Le fonctionnement des centres de vaccination a été compliqué : pas d'informatique, des patients sans bon, un personnel sanitaire et d'encadrement à installer sans savoir quel sera le nombre de clients, des horaires très larges,... L'organisation locale a posé de gros problèmes. Il a fallu réquisitionner des médecins, la réserve sanitaire de l'Eprus n'étant pas encore mise en place.
Fin janvier, les centres ont été fermés. Les médecins libéraux ont pris le relais - les pharmacies étant approvisionnées en vaccins. Sur le total des 44 millions de doses, 10,2 millions ont été livrées dans les hôpitaux, les centres de vaccination et les pharmacies ; 5,9 ont été utilisées pour les vaccinations, 12,4 revendues à l'étranger ou données à l'OMS, 2,7 millions ont été récupérées inutilisables ou ont été perdues ; 20 millions de doses devraient donc rester. Mais tous les vaccins seront périmés au plus tard en novembre 2011 et les vaccins saisonniers incluent cette année la souche H1N1.
La campagne publique a coûté entre 700 et 750 millions d'euros - on ne connaît pas encore exactement la rémunération des personnes intervenues dans la campagne.

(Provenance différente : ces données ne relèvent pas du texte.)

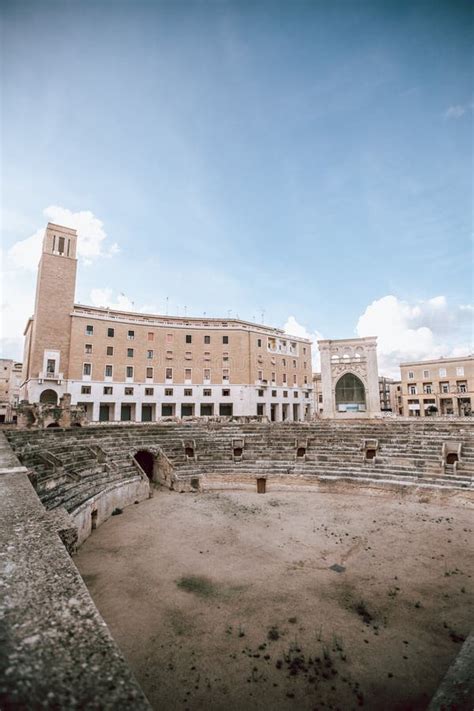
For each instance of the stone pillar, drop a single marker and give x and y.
(373, 397)
(95, 410)
(326, 379)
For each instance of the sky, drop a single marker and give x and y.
(308, 164)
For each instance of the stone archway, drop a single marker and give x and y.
(350, 394)
(49, 397)
(147, 462)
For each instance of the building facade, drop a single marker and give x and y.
(123, 366)
(349, 378)
(438, 387)
(10, 380)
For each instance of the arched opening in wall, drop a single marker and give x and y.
(350, 394)
(49, 397)
(147, 462)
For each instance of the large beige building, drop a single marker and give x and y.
(10, 380)
(349, 378)
(438, 387)
(125, 366)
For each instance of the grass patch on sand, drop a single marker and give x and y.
(197, 584)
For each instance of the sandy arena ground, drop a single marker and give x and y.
(228, 600)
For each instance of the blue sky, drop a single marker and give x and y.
(310, 159)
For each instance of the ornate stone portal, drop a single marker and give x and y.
(349, 378)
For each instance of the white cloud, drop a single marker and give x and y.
(293, 328)
(416, 331)
(91, 237)
(106, 299)
(455, 112)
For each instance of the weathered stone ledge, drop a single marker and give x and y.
(55, 649)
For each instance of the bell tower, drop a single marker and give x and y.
(48, 333)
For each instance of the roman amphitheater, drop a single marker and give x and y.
(253, 565)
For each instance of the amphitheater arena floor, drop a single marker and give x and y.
(228, 600)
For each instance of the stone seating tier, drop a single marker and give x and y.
(68, 468)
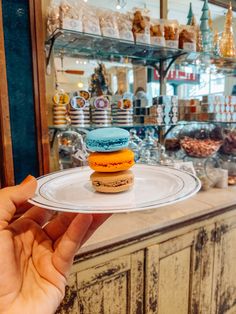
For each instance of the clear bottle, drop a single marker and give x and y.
(70, 145)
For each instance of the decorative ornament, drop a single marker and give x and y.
(99, 83)
(204, 27)
(211, 34)
(216, 44)
(190, 14)
(194, 22)
(199, 40)
(227, 46)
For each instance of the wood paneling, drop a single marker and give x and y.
(41, 110)
(163, 9)
(6, 156)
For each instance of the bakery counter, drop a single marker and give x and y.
(138, 262)
(124, 227)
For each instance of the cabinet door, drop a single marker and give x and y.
(224, 237)
(115, 287)
(179, 274)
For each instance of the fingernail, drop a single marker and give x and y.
(27, 179)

Le coût par personne vaccinée aura donc été de 110 euros. L'estimation de la direction générale de la santé se situe à 550 millions d'euros
Les achats de produits par l'Eprus sont financés par l'Etat et l'assurance maladie à parité, à apprécier sur trois ans. Mais le bilan sur 2007, 2008 et 2009 n'a pas été fait dès la fin de la période. On sait cependant que l'assurance maladie a sur-financé l'Eprus à hauteur de 100 millions d'euros. Par ailleurs, l'Etat a eu recours à une avance de la Cnam de 879 millions d'euros, pour préfinancer l'achat de vaccins ; 78 ont été utilisés, car les vaccins ont été achetés avec les fonds de l'Eprus. Il aurait suffi d'un décret d'avance. On a utilisé cette voie pour l'achat de masques, à hauteur de 49 millions d'euros, dépense qui n'avait rien d'urgent. Et on ne l'utilise pas lorsqu'elle est justifiée.

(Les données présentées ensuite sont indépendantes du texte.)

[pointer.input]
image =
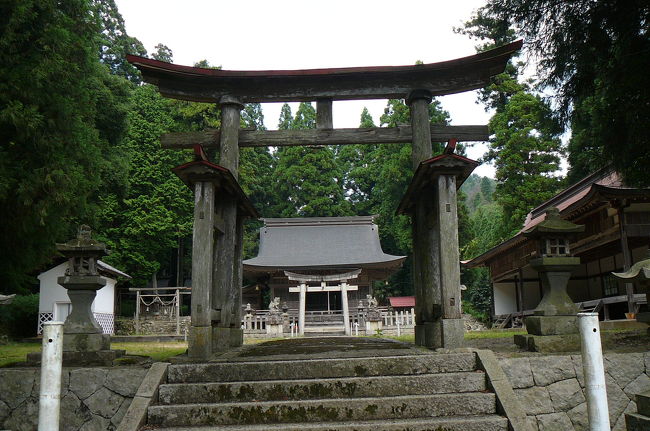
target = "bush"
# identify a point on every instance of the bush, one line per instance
(20, 318)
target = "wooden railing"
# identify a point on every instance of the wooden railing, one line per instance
(255, 323)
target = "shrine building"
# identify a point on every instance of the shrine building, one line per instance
(321, 265)
(617, 227)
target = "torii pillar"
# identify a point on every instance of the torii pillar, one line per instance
(220, 208)
(431, 201)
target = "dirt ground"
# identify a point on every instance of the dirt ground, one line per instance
(619, 342)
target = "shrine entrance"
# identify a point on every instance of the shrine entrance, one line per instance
(324, 301)
(221, 206)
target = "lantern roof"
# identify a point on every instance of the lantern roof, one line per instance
(640, 271)
(82, 244)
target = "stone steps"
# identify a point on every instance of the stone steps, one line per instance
(358, 387)
(640, 421)
(321, 368)
(323, 410)
(410, 392)
(465, 423)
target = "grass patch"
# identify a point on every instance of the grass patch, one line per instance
(16, 352)
(471, 335)
(492, 333)
(158, 351)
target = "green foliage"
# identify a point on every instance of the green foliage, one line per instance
(115, 43)
(60, 113)
(594, 53)
(18, 319)
(309, 180)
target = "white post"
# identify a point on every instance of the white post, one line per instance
(51, 362)
(594, 371)
(137, 312)
(178, 312)
(301, 315)
(346, 309)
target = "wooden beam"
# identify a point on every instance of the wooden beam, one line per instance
(284, 138)
(350, 83)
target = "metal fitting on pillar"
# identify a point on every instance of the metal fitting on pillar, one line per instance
(417, 95)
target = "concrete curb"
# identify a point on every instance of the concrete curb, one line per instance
(136, 415)
(507, 403)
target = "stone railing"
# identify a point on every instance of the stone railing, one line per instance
(91, 398)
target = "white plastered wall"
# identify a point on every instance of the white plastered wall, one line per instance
(505, 301)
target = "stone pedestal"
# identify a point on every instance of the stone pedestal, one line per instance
(551, 325)
(82, 332)
(373, 327)
(274, 329)
(220, 339)
(452, 333)
(236, 337)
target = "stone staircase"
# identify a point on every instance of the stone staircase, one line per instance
(640, 421)
(414, 392)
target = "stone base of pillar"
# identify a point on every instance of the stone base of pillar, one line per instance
(220, 339)
(236, 337)
(275, 329)
(373, 326)
(452, 333)
(100, 358)
(200, 342)
(86, 342)
(551, 325)
(427, 334)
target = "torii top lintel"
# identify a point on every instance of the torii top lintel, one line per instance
(350, 83)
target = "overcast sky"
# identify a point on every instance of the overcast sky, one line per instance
(284, 34)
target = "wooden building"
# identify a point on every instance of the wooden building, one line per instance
(326, 248)
(617, 234)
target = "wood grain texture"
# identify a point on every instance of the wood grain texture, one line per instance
(281, 138)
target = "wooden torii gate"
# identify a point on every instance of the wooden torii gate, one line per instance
(221, 206)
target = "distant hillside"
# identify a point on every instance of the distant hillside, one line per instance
(478, 191)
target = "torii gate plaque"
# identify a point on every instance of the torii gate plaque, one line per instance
(217, 270)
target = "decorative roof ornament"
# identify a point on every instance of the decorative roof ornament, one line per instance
(640, 271)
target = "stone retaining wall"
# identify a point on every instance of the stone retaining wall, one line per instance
(551, 388)
(92, 399)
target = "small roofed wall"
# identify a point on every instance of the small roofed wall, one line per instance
(91, 398)
(504, 298)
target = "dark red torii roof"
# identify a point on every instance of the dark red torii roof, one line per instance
(348, 83)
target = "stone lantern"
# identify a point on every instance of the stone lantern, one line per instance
(81, 331)
(556, 312)
(639, 273)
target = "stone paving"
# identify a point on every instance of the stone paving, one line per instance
(551, 388)
(92, 399)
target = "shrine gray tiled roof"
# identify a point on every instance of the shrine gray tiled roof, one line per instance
(321, 242)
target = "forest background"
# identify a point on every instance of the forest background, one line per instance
(79, 139)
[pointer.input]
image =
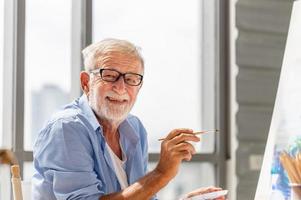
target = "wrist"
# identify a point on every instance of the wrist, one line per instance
(162, 176)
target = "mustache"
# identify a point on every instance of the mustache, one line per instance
(113, 95)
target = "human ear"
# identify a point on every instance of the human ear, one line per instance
(84, 80)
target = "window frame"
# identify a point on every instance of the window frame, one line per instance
(13, 101)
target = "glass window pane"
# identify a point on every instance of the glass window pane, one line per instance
(5, 183)
(170, 38)
(47, 62)
(1, 67)
(26, 182)
(27, 171)
(190, 177)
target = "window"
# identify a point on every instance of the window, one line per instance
(1, 68)
(177, 90)
(47, 62)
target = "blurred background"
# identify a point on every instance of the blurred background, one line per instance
(210, 64)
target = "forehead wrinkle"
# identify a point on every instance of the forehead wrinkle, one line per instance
(118, 59)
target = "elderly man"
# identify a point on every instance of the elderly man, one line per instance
(93, 148)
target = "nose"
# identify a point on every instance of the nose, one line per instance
(119, 86)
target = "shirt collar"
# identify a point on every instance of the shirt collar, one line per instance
(88, 112)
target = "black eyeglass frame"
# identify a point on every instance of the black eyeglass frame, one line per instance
(95, 71)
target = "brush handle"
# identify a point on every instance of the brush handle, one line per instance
(197, 133)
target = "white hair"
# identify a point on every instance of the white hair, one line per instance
(95, 52)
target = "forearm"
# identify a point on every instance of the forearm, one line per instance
(144, 188)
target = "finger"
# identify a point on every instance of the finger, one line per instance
(184, 146)
(176, 132)
(184, 137)
(185, 155)
(204, 190)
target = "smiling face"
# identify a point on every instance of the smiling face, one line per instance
(113, 101)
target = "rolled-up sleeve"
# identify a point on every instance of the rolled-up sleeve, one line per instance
(63, 161)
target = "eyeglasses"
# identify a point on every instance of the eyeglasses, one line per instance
(112, 75)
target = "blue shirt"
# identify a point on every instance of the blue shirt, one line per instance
(71, 160)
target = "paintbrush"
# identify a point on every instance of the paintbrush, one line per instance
(198, 133)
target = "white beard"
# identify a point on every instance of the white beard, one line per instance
(108, 110)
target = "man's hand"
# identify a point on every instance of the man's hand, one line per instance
(174, 149)
(204, 191)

Dans le prochain rapport annuel, la Cour présentera une synthèse de ces questions. Nous n'avons pas à formuler de recommandations dans les rapports demandés par le Parlement, puisqu'il vous revient d'en tirer des leçons, mais nos conclusions se déduisent aisément de nos critiques. Nous avons pris soin de ne pas méconnaître les circonstances ; si un épisode grave s'était produit et que l'on n'ait rien prévu, que n'aurait-on pas dit !
Notre souci est surtout que pour l'avenir, notre pays se prépare mieux pour affronter les crises sanitaires possibles.